We often joke with them and talk to them as equals or even as friends, but, occasionally, we students have to take a step back and realize that many of the professors here at Trinity are extraordinary people. Such is the case with Professor Andrew Porter of the English department, whose forays into literary fiction have already garnered critically rave reviews. His first book, a compilation of short stories published in 2008 entitled, The Theory of Light and Matter, led Pulitzer Prize-winning author Marilynne Robinson to state that “Andrew Porter has the kind of voice one can accept as universal ““ honest and grave, with transparency as its adornment.”
Recently, I learned that Sept. 4 he will be releasing his first novel, In Between Days, and will be doing a reading and signing of his book at 7 p.m. on Sept. 13 in the Holt Center.
“Like my short stories,” Porter explained, “the novel grew out of an image.” I could see him constructing the image in his mind as he attempted to describe it.

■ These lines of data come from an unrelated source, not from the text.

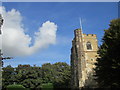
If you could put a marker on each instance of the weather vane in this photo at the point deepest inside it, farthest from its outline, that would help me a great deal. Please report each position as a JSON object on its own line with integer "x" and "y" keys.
{"x": 2, "y": 58}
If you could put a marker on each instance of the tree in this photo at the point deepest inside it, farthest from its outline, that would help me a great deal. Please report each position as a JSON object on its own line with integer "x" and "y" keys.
{"x": 7, "y": 76}
{"x": 108, "y": 63}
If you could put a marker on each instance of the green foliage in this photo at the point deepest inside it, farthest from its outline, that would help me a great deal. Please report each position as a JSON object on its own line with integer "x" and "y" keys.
{"x": 47, "y": 86}
{"x": 33, "y": 76}
{"x": 108, "y": 66}
{"x": 15, "y": 87}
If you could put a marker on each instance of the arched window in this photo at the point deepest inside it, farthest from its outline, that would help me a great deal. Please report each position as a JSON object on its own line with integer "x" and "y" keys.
{"x": 88, "y": 45}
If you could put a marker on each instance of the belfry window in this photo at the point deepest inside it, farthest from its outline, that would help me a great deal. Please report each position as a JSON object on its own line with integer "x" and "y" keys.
{"x": 88, "y": 45}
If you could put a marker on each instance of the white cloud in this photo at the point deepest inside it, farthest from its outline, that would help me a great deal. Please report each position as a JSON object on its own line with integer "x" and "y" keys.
{"x": 14, "y": 40}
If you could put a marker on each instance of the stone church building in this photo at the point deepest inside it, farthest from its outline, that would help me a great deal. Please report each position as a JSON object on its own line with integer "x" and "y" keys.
{"x": 83, "y": 56}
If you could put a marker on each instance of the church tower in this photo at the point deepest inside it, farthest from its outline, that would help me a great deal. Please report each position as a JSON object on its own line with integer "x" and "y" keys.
{"x": 83, "y": 56}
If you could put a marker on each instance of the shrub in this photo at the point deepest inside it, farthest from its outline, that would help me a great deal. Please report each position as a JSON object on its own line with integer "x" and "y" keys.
{"x": 47, "y": 86}
{"x": 15, "y": 87}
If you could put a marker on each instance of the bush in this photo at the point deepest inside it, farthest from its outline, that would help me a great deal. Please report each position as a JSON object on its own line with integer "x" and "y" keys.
{"x": 15, "y": 87}
{"x": 47, "y": 86}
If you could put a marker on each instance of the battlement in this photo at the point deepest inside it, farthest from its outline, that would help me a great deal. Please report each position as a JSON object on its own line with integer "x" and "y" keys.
{"x": 89, "y": 35}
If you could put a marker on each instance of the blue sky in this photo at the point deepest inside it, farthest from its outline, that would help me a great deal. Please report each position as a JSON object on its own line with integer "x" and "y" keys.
{"x": 95, "y": 18}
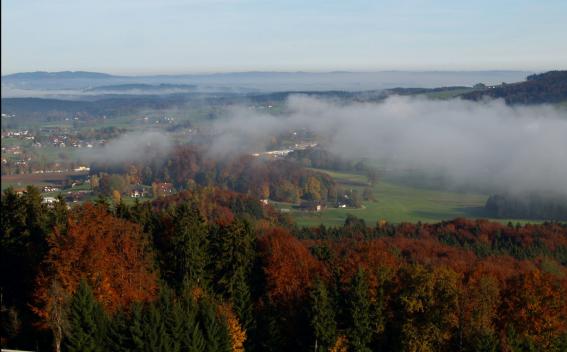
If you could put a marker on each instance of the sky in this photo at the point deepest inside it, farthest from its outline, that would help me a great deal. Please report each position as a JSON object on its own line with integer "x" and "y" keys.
{"x": 203, "y": 36}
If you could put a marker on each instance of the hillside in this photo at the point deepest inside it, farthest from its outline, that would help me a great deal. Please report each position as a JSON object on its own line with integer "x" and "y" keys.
{"x": 549, "y": 87}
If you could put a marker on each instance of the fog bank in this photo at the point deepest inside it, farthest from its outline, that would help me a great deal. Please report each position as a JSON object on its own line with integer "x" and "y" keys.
{"x": 481, "y": 144}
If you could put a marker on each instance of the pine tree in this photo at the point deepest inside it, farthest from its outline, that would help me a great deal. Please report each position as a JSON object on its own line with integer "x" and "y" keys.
{"x": 192, "y": 339}
{"x": 156, "y": 338}
{"x": 360, "y": 332}
{"x": 232, "y": 252}
{"x": 322, "y": 317}
{"x": 86, "y": 322}
{"x": 118, "y": 337}
{"x": 189, "y": 247}
{"x": 215, "y": 330}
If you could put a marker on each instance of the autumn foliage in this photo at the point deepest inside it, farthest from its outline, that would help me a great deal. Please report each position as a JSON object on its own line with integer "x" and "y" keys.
{"x": 110, "y": 253}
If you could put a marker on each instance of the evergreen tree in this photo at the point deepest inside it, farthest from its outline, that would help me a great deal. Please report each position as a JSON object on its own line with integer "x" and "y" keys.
{"x": 86, "y": 322}
{"x": 118, "y": 337}
{"x": 189, "y": 247}
{"x": 192, "y": 339}
{"x": 232, "y": 253}
{"x": 360, "y": 332}
{"x": 156, "y": 338}
{"x": 215, "y": 330}
{"x": 322, "y": 317}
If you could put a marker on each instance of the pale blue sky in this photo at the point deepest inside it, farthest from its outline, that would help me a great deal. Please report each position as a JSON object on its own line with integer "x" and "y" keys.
{"x": 174, "y": 36}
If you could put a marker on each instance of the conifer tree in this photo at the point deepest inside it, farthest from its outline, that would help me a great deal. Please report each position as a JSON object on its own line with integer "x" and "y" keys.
{"x": 189, "y": 247}
{"x": 360, "y": 332}
{"x": 232, "y": 252}
{"x": 86, "y": 322}
{"x": 322, "y": 317}
{"x": 215, "y": 331}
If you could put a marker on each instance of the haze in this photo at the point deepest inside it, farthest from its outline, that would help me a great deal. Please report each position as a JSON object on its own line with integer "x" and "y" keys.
{"x": 486, "y": 145}
{"x": 147, "y": 37}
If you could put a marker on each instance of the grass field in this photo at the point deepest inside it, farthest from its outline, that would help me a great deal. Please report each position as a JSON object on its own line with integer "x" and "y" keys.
{"x": 46, "y": 179}
{"x": 397, "y": 203}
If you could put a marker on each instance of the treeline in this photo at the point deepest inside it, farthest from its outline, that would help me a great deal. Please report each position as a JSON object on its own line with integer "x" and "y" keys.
{"x": 549, "y": 87}
{"x": 187, "y": 167}
{"x": 208, "y": 270}
{"x": 323, "y": 159}
{"x": 532, "y": 206}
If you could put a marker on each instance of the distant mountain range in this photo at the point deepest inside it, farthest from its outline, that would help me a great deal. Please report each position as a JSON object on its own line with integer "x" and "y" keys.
{"x": 258, "y": 81}
{"x": 142, "y": 87}
{"x": 549, "y": 87}
{"x": 39, "y": 75}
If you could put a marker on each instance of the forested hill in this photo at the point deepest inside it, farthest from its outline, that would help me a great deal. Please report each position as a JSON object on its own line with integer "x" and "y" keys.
{"x": 549, "y": 87}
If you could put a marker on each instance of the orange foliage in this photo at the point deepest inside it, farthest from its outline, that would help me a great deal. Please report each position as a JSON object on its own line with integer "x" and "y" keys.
{"x": 237, "y": 333}
{"x": 289, "y": 267}
{"x": 110, "y": 253}
{"x": 536, "y": 304}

He said that he remembered going to downtown Houston and looking at the “tall mirrored futuristic buildings, a seemingly abandoned metropolis.” Porter admits that at first he wasn’t sure what would become of the story, but as it progressed and the characters’ depths increased, he realized that he wanted to turn it into a novel. He spent two years writing the book, and another year going through the process of getting it published. When asked if the transition from short story to novel was a difficult one, Porter said, “I was ready for a new challenge.”
The novel focuses on the Hardings, a Houstonian family trying to keep their lives together. When Chloe Harding gets expelled from college for unknown reasons, it sets off a chain reaction that will likely disrupt the Hardings’ already tenuous grip on familial stability. Houston Magazine has already voiced its approval of the book, calling it a “deftly paced social psychodrama,” while Powell’s Books calls it a “subtly drawn masterpiece.” Touching on relatable themes revolving around family and that fleeting notion we call home, In Between Days is likely to receive even more praise once it is released to the public.

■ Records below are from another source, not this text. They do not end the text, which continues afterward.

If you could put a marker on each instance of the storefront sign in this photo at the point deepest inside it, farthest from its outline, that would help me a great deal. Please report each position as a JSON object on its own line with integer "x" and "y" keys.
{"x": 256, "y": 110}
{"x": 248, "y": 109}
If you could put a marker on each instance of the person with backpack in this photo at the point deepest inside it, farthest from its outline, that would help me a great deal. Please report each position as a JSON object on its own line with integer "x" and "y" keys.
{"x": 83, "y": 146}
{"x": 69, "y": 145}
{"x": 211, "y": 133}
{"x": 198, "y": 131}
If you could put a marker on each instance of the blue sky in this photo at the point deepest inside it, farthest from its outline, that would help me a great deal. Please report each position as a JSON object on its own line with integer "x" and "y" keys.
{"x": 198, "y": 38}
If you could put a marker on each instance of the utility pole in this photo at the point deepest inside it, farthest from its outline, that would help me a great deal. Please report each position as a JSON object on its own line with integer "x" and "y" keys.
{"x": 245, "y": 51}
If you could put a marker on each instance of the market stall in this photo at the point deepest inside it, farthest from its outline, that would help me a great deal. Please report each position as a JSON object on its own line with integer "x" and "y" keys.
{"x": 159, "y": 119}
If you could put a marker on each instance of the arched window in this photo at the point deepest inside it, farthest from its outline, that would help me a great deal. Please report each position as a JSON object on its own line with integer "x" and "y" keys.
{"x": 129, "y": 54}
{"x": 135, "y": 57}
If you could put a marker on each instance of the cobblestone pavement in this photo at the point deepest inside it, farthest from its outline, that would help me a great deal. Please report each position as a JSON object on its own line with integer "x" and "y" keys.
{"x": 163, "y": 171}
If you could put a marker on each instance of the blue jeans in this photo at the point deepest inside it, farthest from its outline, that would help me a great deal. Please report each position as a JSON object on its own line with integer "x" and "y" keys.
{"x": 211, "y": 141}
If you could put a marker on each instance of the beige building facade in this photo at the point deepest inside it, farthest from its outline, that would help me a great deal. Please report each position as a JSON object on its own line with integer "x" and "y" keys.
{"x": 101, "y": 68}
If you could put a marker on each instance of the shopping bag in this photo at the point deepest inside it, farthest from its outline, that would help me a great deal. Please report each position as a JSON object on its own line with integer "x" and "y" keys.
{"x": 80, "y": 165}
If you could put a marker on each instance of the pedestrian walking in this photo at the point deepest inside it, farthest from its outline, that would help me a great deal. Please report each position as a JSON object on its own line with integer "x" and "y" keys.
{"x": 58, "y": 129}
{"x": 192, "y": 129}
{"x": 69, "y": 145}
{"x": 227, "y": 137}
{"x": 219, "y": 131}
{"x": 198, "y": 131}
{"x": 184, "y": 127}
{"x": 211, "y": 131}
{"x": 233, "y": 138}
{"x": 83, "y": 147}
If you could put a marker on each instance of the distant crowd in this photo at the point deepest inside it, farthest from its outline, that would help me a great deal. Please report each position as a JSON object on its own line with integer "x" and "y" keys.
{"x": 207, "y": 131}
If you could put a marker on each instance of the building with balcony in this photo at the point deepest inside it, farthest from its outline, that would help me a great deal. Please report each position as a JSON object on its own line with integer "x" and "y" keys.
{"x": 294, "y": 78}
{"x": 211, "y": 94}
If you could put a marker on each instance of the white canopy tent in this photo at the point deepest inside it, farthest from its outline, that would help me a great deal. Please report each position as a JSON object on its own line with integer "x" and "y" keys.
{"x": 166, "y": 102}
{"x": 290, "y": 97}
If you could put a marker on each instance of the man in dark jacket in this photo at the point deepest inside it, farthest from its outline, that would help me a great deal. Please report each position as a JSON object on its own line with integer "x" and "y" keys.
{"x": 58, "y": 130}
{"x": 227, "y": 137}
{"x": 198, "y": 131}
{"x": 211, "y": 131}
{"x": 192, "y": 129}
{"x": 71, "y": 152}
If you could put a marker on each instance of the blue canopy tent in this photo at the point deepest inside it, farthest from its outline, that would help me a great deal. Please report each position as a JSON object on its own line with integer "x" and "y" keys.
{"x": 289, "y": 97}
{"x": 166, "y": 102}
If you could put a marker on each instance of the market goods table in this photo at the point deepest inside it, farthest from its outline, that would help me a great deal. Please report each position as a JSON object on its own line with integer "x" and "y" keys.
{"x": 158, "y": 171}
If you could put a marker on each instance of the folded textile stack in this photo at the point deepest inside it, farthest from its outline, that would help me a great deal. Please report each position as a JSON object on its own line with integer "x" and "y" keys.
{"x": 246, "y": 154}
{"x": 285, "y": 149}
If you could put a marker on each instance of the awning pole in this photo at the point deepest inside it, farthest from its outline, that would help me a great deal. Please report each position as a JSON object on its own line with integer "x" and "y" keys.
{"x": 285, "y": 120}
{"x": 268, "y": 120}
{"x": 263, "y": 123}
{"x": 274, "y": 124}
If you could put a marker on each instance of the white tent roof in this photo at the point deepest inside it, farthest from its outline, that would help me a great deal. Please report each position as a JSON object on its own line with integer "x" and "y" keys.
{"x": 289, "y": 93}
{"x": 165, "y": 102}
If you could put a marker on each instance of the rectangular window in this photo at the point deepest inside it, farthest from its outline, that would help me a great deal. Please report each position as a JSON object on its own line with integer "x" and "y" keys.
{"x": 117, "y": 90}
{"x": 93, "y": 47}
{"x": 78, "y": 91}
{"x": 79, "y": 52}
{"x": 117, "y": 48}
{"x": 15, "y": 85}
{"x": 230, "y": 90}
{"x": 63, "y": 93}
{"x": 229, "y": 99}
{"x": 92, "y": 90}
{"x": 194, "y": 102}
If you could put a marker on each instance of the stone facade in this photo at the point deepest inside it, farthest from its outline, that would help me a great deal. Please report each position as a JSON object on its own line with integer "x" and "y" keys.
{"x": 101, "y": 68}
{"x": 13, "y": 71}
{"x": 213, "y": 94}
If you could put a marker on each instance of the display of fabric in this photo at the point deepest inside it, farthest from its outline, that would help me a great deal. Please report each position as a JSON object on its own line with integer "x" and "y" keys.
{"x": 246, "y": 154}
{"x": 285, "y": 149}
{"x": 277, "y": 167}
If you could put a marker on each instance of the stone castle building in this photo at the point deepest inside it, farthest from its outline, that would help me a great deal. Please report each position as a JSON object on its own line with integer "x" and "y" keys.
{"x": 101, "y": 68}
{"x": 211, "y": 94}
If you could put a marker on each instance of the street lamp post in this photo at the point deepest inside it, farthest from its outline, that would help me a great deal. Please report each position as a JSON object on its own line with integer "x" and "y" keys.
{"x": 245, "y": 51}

I was fortunate enough to get a glimpse at Professor Porter’s personal copy, which was not long off the press. I cracked open the book, and the first three words, “SINCE THE DIVORCE,” already had me wanting to read more. It’s the same thing he teaches in his creative writing classes: start in the middle of the action in order to hook your readers right away.
Paul Cuclis is an Arts and Entertainment columnist for the Trinitonian. He is a senior English major from Houston, Texas.